The test is to see what market-maker forecasts have been for the NDX daily, since mid-year 2007, shortly before that index's earlier high of 2238 on October 31, 2007. (It's now 2584, and has been as low in the interim as 1044.) We will be impressed by the balance between their upside and downside prospects seen on each day, and select all those days where the up-to-down balance was at least as favorable (to a buyer) as it is today.
The bet proposition is that, for each day selected, in the next 3 months the index will rise to a sell target at least as high as the top of the forecast range of that day. At the first day's end-of-market price where that happens, that position will be closed out and the gain and elapsed time required (in market days) will be recorded. If that has not happened by the end of the 3 months, the gain or loss at that point will be added to the record, along with the 63 market days (21 a month) consumed.
The test produced 109 days from the 132 (84%) with recorded gains, 80 of them by reaching their sell targets, and the remainder by ending the 3 months at a price above the forecast day's. The average gain of those 109 was 10.8%. The record shows that of those separate 132 starting days selected, the average upper price forecasted was +13.1% higher than the market quote of that day.
The losing 23 positions, when averaged into the winners' scores by geometric mean, produced an overall, by position, gain of +7.2%. The average market-day holding periods for each of the 132 were 50.8 days, and their average daily gains produced an annual rate of gain (recognizing the 252-market-day year) of +41%.
Wow! That sounds pretty good. What's the trick? There must be one?
The NDX is now higher than its prior peak by more than 15%. A lot of these selected dates must have been in those market-depressed dates in early 2009. They should have generated some pretty fancy numbers by now from when the index was pushing its low in March. There ought to be lots of doubles in there.

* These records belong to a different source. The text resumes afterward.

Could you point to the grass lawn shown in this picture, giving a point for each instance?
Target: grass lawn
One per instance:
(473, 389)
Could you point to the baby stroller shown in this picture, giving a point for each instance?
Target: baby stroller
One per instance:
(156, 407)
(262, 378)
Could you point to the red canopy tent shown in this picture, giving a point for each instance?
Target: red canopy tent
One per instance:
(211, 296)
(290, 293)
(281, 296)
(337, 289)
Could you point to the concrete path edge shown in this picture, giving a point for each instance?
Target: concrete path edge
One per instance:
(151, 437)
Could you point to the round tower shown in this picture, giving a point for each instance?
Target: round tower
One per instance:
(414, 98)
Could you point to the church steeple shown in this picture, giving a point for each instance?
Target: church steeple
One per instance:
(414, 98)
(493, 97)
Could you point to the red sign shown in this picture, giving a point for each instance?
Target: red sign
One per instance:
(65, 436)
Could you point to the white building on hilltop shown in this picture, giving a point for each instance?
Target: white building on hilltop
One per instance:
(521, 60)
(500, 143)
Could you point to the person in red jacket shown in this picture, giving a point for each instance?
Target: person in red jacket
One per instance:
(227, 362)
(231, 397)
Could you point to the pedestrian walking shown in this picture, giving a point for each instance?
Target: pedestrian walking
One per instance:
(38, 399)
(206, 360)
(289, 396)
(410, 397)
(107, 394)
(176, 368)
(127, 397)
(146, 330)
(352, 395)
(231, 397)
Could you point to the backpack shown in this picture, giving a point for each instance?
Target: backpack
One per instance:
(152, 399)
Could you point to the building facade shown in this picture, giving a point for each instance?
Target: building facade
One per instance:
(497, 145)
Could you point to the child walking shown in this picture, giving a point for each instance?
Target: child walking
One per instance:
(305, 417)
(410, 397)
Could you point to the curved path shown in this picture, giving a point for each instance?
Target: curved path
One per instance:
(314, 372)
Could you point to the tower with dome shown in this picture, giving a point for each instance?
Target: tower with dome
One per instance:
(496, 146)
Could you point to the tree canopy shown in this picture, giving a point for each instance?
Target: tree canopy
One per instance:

Well, let's check that out. We know all the 132 buy dates and NDX prices then. We know what the Index is now. We can calculate a buy and hold annual return for each. On an average daily return basis we can get an annual rate for all of them to compare with the 41% bogey.
Surprise! Here's a picture of the annual rates of return for each of those 132 buy-and-holds. See how easy it is to forget what time does to rates of return. It's now over 3 ½ years after March, 2009.
Not one of these even approaches the 41% bogey. Their combined average is +18%.
But wait. This analysis is only the return side. How about the risk involvement?
When we look at the selected dates and their test holding periods, the average maximum drawdown from cost was -6%.
Let's do the same for the buy-and holds. It turns out to be -6.5%, so we'll call it even.
So it turns out that in terms of what market-makers see now as prospects for future gains in the Nasdaq-100 Index, this may not be a bad time to make a generic bet, since the trend average growth in the index since the start of the century (2000) has been negative, and the past five years has been only + 3 ¾ % a year.
That's if you are a buy-and-holder and +18% a year looks good to you. The ETFs are (QQQ) for an equal-to-the-index tracker, (QLD) for a 2x leverage, and (TQQQ) for a 3x leverage. But leverage cuts both ways and makes less emotional sense for a buy-and-holder.
If you are an active investor, you know your game already, and +41% may not be competitive with the kinds of prospects indicated in our recent article.